Madame la Maire, mes chers collègues, au nom de mon groupe je tenais à remercier chaleureusement les rapporteurs et les participants de la Conférence citoyenne pour leur travail, leur analyse et leurs recommandations que nous partageons en grande partie.

Permettez-moi de développer ici l’analyse de mon groupe sur la situation, qui recouvrera d’ailleurs en grande partie celle que vous faites dans le rapport et celle qui a été exprimée par certains de mes collègues ici.

Paris est devenue la ville des 5 %. Aujourd’hui, la moyenne des prix à l’achat s’y approche de 10.000 euros le mètre carré, des niveaux qui flirtent avec ceux de Londres, pourtant l’une des villes où l’immobilier est le plus cher d’Europe. Une personne qui souhaite acheter un appartement de 30 mètres carrés dans la capitale, si elle ne bénéficie d’aucun apport ni d’aucun héritage, devra faire partie de ces fameux 5 % des Français dont la rémunération est supérieure à 5.000 euros par mois, ou alors disposer de l’aide de sa famille et de ses proches pour bénéficier d’un apport significatif.

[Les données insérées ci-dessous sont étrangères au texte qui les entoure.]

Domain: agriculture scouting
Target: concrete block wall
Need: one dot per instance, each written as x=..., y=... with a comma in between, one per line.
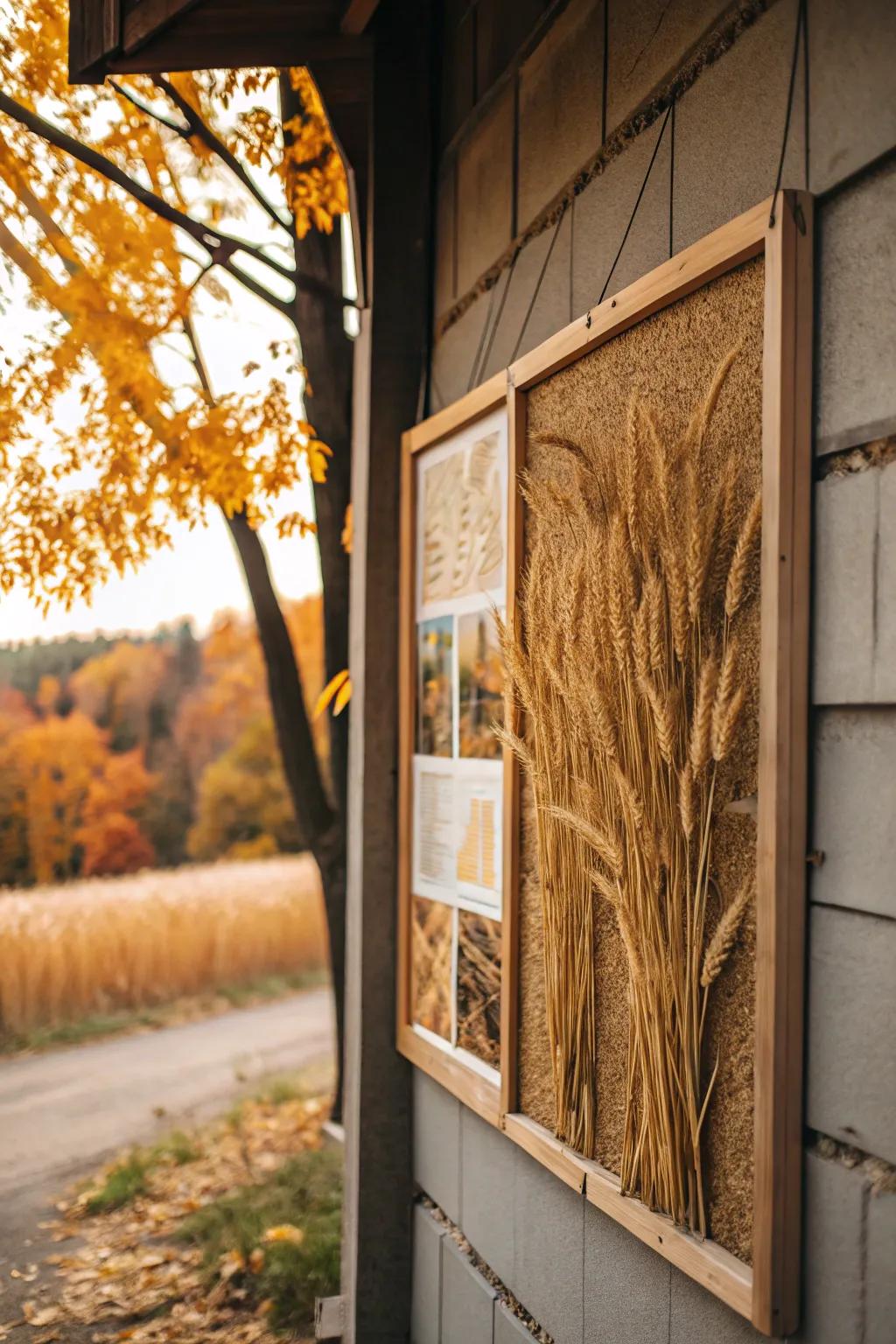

Paris est en effet devenue une ville d’héritiers ou de locataires, mais là aussi les prix très élevés interdisent à nombre de personnes l’accès à la capitale. Un studio de 20 mètres carrés se loue à 600 euros par mois, tandis que le loyer des appartements familiaux pour les couples avec 2 enfants dépassent bien souvent les 2.000 euros.

Cette augmentation des prix n’a jamais vraiment cessé depuis 25 ans. Depuis 1998, ceux de l’ancien pour l’achat ont été multipliés par 3. Dans le même temps, les prix à la consommation n’ont crû, eux, que de 30 % sur la même période.

Ce décrochage illustre un marché spéculatif particulièrement discriminant pour 95 % de la population française, ce qui se traduit inévitablement par une accélération de l’exfiltration sociale de celles et ceux qui ne peuvent plus se payer le ticket pour vivre dans la capitale. Ouvriers, employés, infirmiers, professeurs des écoles, secrétaires, comptables, cadres, aujourd’hui quand ils ne bénéficient pas de logements sociaux, j’y reviendrai, ils ou elles doivent quitter Paris quand ils ou elles ont pu y habiter et doivent pour la plupart s’éloigner de leur lieu de travail pour trouver des surfaces convenables.

Là où chaque Parisienne et Parisien disposait environ de 50 mètres carrés dans les années 1990 en moyenne,  aujourd’hui cette surface s’est réduite à 31 mètres carrés. A cela s’ajoutent des questions relatives à la qualité de vie dans la ville, même si elle s’améliore, entre la pollution et les pathologies qui y sont associées, l’absence, la rareté des espaces verts et la surdensité de la population, la cherté de la vie quotidienne, une partie de la population est contrainte de quitter la capitale.

Nous voyons se dessiner dangereusement une ville de l’entre-soi dont les récents résultats particulièrement atypiques comparés à ceux du national en sont des illustrations, avec au moins deux corollaires.

D’abord, des inégalités de plus en plus criantes. D’une part, entre Paris et le reste de la métropole, avec une capitale qui continue d’engranger et de capter une grande part des ressources au détriment d’un développement territorial plus harmonieux. D’autre part, des inégalités à Paris elle-même, qui voit sa population tendre entre deux extrêmes. Comme dans toutes les métropoles, c’est en effet à Paris que l’on recense déjà les plus fortes inégalités avec 1 foyer sur 8 qui vit au-dessous du seuil de pauvreté.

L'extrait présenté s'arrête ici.